暗がりの中に、うつむいたまま、じっと立っているのです。
さすがにびっくりしました。

これから、当家に来るところだった模様です。
「よし。良い機会だから退治してやれ」
この辺、物事にはあまり動じない性格です。

「頭を鷲掴みにして、死霊祓いの祝詞を唱えよう」
二歩三歩と近づきます。
女の髪はぐっしょりと濡れており、どこか水から上がって来たばかりのようです。
気持ち悪い。

ところが、よく見ると、その女は手にスマホを持っていました。
「ありゃりゃ。それじゃ、幽霊じゃないんじゃね?」
女が私の足音に気づき、びっくりしたような表情をします。

見たところ、高校生か短大生くらい。
おそらく近所の子で、親に内緒で、誰か(たぶん彼氏)にメールをするため、家の外でスマホを見ていたのだろうと思います。
そのことに気付いたので、そのまま前を通り過ぎて、駐車場に向かいました。
歩きながら考えましたが、髪が濡れていたのは、実際にお風呂から上がったばかりだった、ということです。

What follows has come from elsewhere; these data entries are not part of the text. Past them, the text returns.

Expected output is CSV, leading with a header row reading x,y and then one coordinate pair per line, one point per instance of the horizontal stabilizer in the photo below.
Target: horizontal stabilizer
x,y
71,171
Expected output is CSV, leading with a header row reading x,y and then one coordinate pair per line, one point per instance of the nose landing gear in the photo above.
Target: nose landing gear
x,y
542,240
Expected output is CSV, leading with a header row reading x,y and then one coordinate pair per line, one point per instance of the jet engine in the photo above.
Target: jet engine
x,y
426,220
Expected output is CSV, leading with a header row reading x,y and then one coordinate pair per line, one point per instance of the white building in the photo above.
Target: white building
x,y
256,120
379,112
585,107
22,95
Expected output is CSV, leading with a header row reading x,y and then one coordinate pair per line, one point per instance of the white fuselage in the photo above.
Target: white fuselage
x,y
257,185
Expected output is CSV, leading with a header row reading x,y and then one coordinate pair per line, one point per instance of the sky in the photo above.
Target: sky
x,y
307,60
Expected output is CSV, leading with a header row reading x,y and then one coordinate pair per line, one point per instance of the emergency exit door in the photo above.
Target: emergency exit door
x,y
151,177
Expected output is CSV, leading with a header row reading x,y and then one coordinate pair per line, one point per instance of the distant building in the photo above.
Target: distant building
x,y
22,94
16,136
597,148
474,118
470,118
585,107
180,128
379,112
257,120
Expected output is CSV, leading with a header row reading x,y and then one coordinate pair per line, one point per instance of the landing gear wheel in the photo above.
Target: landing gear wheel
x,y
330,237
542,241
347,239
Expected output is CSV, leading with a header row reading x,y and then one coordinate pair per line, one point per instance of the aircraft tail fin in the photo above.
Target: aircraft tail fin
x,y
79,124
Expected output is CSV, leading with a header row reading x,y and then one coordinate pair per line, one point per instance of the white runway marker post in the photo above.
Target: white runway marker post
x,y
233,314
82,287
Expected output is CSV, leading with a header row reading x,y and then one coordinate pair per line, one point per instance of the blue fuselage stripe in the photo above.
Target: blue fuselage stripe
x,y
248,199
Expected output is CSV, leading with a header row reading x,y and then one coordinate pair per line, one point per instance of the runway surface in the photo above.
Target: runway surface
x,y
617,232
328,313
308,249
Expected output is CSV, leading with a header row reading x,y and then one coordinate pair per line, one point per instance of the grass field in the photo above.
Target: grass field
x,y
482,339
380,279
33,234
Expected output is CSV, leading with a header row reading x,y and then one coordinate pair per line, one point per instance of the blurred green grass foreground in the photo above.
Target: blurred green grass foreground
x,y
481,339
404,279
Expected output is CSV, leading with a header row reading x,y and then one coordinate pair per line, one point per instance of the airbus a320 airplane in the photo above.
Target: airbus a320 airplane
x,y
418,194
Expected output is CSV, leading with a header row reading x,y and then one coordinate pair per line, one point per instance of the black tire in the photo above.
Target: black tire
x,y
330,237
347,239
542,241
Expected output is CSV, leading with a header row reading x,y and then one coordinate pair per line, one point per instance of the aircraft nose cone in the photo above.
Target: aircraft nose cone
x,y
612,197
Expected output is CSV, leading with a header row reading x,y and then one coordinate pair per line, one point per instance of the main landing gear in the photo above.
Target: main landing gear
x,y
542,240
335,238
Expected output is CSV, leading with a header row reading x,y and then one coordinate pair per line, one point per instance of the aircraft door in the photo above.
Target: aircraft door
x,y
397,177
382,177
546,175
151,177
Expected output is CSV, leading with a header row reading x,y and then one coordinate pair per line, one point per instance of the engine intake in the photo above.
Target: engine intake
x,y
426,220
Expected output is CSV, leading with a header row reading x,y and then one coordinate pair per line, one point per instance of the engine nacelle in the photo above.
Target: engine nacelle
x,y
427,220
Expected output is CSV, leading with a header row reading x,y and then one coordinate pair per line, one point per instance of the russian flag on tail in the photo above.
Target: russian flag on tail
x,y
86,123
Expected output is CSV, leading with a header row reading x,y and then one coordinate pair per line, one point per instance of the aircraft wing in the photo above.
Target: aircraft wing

つくづく、「頭を鷲掴みにせずに良かった」と思いました。
やってれば、ちょっとした「事件」になってますね。
「いつも夜中の2時に玄関のドアを叩くヤツがいる。そいつだと思いました」
こんな言い訳が通るわけないです。

ほとんどの家庭では、幽霊など出やしません。
そういう事態に直面している人は、普通は他人には言わないものです。
「変な人」「変わり者」になってしまいます。

それでも、当家だけでなく、他家でもこういう事態が起きているところは、必ずあるだろうと思います。